By MAUREEN BYRNE AHERN
© St. Petersburg Times
published November 27, 2002


SEMINOLE -- It's been this way for years -- a boarded-up building and overgrown landscaping in desperate need of a face lift.

But it appears the site of the old Columbia University General Hospital at the northwest corner of 102nd Avenue N and Seminole Boulevard will become the city's newest shopping center, where residents can buy groceries and possibly rent a video or enjoy a meal.

To make that happen, developers had to jump through a number of hoops to change the property's zoning from institutional to commercial.

Their last stop was Tuesday at Seminole City Council's regular meeting. Council members unanimously approved the measure on its first public hearing in August and were expected to do the same on its second reading Tuesday. The vote was taken after Neighborhood Times' publication deadline.

University General Hospital, which closed in 1997 after 22 years, has been mostly vacant. A plan to turn the 73,385-square-foot building at 10200 Seminole Blvd. into an assisted living facility with medical offices was dropped because it was too expensive.

Developers believe a Kash n' Karry, which has agreed to be the anchor tenant of the $8-million complex, and several other merchants will attract plenty of customers.

"That's part of what we're counting on is traffic from the west side (of Seminole Boulevard)," said Matt Williams, a developer for Commercial Net Lease Realty, an Orlando company that owns 360 retail properties nationwide and is buying the property at 10200 Seminole Blvd. from Suncare Properties. Commercial Net would not disclose the purchase price.

Some of that traffic is bound to come from Thurston Groves, a gated community that is sprouting on 102nd Avenue just moments away from the site.

Mayor Dottie Reeder has both professional and personal reasons to be happy with the proposed shopping center. Replacing the rundown structure with a pretty building with teal awnings and landscaped grounds will mean one less vacant piece of commercial property in the city. And she plans to shop there because she'll soon live at Thurston Groves.

Reeder hopes a nice restaurant will open in the shopping center. "That would be great," she said.

In addition to the 45,000-square-foot Kash n' Karry, the center will have another 16,000 square feet for shops. The additional square footage could accommodate eight to 10 small shops.
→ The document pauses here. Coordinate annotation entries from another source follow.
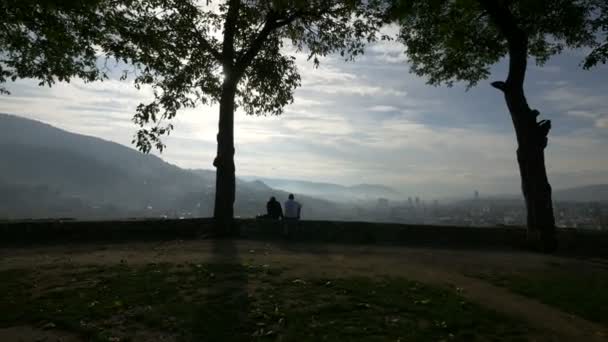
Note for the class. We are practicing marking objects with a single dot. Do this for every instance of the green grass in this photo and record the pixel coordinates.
(194, 302)
(582, 292)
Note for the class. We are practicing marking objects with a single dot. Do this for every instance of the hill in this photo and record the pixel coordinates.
(49, 172)
(332, 192)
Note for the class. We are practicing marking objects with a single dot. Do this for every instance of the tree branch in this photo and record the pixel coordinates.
(271, 25)
(205, 45)
(517, 40)
(229, 33)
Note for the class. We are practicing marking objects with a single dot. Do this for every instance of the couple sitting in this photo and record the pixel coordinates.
(275, 212)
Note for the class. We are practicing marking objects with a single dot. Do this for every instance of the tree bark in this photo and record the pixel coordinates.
(225, 181)
(531, 135)
(532, 141)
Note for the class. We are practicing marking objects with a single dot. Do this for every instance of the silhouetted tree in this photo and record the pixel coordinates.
(460, 40)
(231, 54)
(600, 52)
(50, 40)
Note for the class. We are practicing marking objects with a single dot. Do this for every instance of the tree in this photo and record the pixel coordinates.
(232, 55)
(459, 40)
(50, 40)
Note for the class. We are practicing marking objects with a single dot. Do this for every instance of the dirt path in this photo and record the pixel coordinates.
(433, 266)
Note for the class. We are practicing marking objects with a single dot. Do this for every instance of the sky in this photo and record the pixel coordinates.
(368, 121)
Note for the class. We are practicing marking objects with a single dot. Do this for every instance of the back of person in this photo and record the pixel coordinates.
(292, 208)
(274, 209)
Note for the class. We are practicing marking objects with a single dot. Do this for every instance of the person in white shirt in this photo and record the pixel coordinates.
(292, 208)
(291, 214)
No other tenants have signed on yet, Williams said. "We put (leasing) on the back burner until we got through the zoning process," he said. "Now we're ready to switch gears."

A number of permits are required to begin the project. "Our hope is to start the demolition process by March," he said.
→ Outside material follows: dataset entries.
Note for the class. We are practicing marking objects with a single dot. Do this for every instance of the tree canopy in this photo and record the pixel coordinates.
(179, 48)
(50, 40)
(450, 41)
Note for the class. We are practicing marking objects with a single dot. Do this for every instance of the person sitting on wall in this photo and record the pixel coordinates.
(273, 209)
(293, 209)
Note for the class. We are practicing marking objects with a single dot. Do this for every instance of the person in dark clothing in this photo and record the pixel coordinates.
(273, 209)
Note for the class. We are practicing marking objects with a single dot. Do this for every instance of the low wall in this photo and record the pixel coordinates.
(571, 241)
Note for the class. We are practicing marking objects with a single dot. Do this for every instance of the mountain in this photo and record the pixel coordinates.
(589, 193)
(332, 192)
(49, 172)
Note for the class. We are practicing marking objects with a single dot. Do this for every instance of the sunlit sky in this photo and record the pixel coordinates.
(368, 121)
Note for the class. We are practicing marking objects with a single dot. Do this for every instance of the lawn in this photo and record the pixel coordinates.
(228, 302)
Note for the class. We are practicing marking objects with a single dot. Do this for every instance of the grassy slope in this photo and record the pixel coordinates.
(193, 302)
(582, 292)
Everything on the 7.6 acres will be demolished, Williams said. An Eckerd drugstore on the corner of the property will remain. Construction would begin in April and last eight months.

And what about a name for the complex?

"We're not really sold on anything yet," Williams said. "That's one thing we need to nail down in the next couple of weeks."
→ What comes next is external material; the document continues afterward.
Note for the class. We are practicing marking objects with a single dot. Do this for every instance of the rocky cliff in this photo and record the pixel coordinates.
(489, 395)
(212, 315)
City and chamber officials hope they'll soon have some news on the other closed hospital in Seminole. The former Seminole Hospital & Women's Center at 9675 Seminole Blvd., a 62,000-square-foot building near Lake Seminole, has been shuttered since 1996.

Heritage Healthcare of America Inc., a company in Encino, Calif., planned to spend $2.5-million on the property to open an assisted living center for Alzheimer's patients. But nothing got off the ground.

Mitch Bobowski, Seminole's general services director, said developers have made recent inquiries on the site, but nothing concrete is in the works.

Jimmy Johnson, executive director of the Greater Seminole Area Chamber of Commerce, said he is pleased at least one of the hospital sites is being redeveloped. "We've had a very successful year and this is the crown," he said.